A&A: How does the CPRA deal with emails between elected officials

Q: Can email sent by a California Special District elected official to other directors or the district office concerning district business be subject to examination using the Public Records Act? Would it make a difference if he used his personal computer to send an email to another elected official?

A: Under California’s Public Records Act, “any writing containing information relating to the conduct of the public’s business prepared, owned, used, or retained by any state or local agency regardless of physical form or characteristics” is a public record and must be disclosed to the public upon request unless a provision of the PRA exempts it from disclosure. Gov’t Code Section 6252-6253.

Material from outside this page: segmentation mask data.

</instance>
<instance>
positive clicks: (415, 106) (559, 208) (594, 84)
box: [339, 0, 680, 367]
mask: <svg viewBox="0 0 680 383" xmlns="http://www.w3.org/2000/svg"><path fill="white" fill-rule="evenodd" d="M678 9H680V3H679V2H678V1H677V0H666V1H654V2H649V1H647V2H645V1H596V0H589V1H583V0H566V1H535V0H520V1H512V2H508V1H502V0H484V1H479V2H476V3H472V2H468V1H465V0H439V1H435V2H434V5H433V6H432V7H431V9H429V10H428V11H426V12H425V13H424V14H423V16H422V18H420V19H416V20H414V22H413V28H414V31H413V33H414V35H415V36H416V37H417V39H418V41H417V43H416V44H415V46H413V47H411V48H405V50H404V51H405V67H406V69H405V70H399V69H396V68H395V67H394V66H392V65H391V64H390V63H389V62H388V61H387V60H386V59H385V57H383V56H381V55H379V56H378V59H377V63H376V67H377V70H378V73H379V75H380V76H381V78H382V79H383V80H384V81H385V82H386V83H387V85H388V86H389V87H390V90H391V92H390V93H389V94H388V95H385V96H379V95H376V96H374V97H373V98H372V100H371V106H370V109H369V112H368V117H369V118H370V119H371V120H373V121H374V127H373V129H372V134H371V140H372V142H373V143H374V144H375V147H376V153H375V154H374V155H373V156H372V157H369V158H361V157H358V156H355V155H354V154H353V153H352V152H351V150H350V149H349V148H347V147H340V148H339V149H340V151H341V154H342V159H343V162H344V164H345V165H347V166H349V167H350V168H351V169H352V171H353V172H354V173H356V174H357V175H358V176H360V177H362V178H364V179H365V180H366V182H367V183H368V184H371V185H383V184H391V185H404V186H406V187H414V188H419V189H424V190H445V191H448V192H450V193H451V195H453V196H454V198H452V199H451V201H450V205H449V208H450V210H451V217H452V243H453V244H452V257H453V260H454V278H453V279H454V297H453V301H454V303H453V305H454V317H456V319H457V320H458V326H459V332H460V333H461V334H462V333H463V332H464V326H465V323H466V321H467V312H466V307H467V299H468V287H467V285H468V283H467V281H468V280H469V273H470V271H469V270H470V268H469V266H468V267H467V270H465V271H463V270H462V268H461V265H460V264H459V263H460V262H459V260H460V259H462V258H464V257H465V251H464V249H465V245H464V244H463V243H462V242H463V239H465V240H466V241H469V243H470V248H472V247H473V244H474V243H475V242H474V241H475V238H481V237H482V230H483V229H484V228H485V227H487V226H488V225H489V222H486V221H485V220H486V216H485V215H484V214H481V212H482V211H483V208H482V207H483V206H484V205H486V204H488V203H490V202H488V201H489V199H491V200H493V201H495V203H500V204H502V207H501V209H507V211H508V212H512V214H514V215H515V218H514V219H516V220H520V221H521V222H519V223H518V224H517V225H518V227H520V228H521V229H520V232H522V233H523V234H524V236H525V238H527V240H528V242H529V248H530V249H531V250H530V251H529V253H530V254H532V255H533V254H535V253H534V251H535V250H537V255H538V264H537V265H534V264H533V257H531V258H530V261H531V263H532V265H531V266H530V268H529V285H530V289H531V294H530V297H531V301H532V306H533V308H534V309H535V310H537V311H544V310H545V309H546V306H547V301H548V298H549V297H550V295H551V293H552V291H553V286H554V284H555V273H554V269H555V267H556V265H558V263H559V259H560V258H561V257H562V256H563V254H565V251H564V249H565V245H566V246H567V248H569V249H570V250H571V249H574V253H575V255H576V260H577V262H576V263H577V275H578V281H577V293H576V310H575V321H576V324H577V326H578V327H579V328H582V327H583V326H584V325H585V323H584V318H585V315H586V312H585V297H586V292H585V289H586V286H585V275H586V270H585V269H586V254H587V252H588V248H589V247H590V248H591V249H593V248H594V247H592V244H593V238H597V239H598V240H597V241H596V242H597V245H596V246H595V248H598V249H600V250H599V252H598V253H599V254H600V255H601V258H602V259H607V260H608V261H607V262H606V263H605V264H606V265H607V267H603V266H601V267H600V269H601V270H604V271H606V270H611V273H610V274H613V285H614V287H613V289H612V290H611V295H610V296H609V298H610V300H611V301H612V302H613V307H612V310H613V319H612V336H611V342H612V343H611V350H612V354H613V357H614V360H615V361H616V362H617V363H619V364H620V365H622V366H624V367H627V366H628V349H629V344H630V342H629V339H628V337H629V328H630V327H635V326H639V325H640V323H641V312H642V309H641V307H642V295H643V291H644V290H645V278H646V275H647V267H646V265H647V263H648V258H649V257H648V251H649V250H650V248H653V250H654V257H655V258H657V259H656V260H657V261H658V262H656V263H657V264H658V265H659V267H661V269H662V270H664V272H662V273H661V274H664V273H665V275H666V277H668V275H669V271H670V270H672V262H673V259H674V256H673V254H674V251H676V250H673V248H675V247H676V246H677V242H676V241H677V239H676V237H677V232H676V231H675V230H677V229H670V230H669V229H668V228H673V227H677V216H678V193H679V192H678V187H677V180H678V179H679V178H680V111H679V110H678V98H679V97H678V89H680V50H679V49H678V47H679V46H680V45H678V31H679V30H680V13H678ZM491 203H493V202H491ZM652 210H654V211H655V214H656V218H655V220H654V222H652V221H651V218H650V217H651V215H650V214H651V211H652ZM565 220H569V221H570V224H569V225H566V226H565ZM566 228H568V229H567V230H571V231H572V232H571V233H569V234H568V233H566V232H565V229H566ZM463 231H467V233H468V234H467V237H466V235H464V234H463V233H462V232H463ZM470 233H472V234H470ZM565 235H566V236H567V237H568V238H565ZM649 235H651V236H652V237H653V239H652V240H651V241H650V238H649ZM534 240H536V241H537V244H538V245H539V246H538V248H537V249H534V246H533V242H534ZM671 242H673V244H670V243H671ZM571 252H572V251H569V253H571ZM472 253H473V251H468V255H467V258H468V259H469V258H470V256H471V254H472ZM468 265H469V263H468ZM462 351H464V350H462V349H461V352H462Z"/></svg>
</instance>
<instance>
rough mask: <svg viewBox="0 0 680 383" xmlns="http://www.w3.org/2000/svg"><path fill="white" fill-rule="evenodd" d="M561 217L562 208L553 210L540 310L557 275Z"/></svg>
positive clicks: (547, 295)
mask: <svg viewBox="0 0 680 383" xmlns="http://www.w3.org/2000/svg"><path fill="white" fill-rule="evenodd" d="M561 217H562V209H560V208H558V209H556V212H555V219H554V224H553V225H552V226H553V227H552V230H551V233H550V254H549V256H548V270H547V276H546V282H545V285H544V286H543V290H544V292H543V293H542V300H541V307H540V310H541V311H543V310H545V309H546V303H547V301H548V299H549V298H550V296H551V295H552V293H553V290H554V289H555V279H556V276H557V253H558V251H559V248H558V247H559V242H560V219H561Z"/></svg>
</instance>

The term “writing” includes e-mail. Gov’t Code Section 6252(g) (defining “public records” to include emails). A special district would be considered a “local agency.” Therefore, emails sent from one district official to officials in other districts, that concern the public’s business, and that are retained in electronic or paper form, must be disclosed (unless some exemption applies).

If the elected official here was using his personal computer to send emails on his government-issued email account, it probably would not matter on which computer the email was actually generated, since he is still using his government-issued email account to discuss the public’s business.

Even if he were using his personal email account on his home computer, and was sending messages relating to the conduct of the public’s business, there would seem to be a strong argument that those messages should be public. Otherwise, important government business could be conducted in secret.

How a court might decide the question is not certain, however, and would depend in part on the facts of the particular case.

In January 2007, a newspaper in Tracy, California, requested communications between city officials and the Lawrence Livermore National Laboratory. Although the city produced certain e-mails, it did not produce e-mails between a city councilwoman from her personal e-mail account and the lab.

After the newspaper sued for the release of the e-mails, the trial court decided that the councilwoman was not a “local agency” subject to the PRA and that the writings of an individual council member that were not prepared, owned, used, or retained by the city were not “public records” subject to the PRA. Tracy Press, Inc. v. Superior Court, 164 Cal. App. 4th 1290, 1294 (2008) (dismissing on procedural grounds the newspaper’s attempt to have appellate court overturn the trial court’s decision).

The Court of Appeal said that “[i]f [the councilwoman] had e-mailed from the City’s offices, discussing City business, it is undeniable that the records would be ‘public records’ that must be produced. But this proceeding presents a novel and important issue: whether personal e-mails sent without using the City’s resources but discussing the City’s business are ‘public records.'” Id. at 1300.

Unfortunately, the Court of Appeal disposed of the case on procedural grounds and never reached the substantive issue.

Holme Roberts & Owen LLP is general counsel for the First Amendment Coalition and responds to FAC hotline inquiries. In responding to these inquiries, we can give general information regarding open government and speech issues but cannot provide specific legal advice or representation.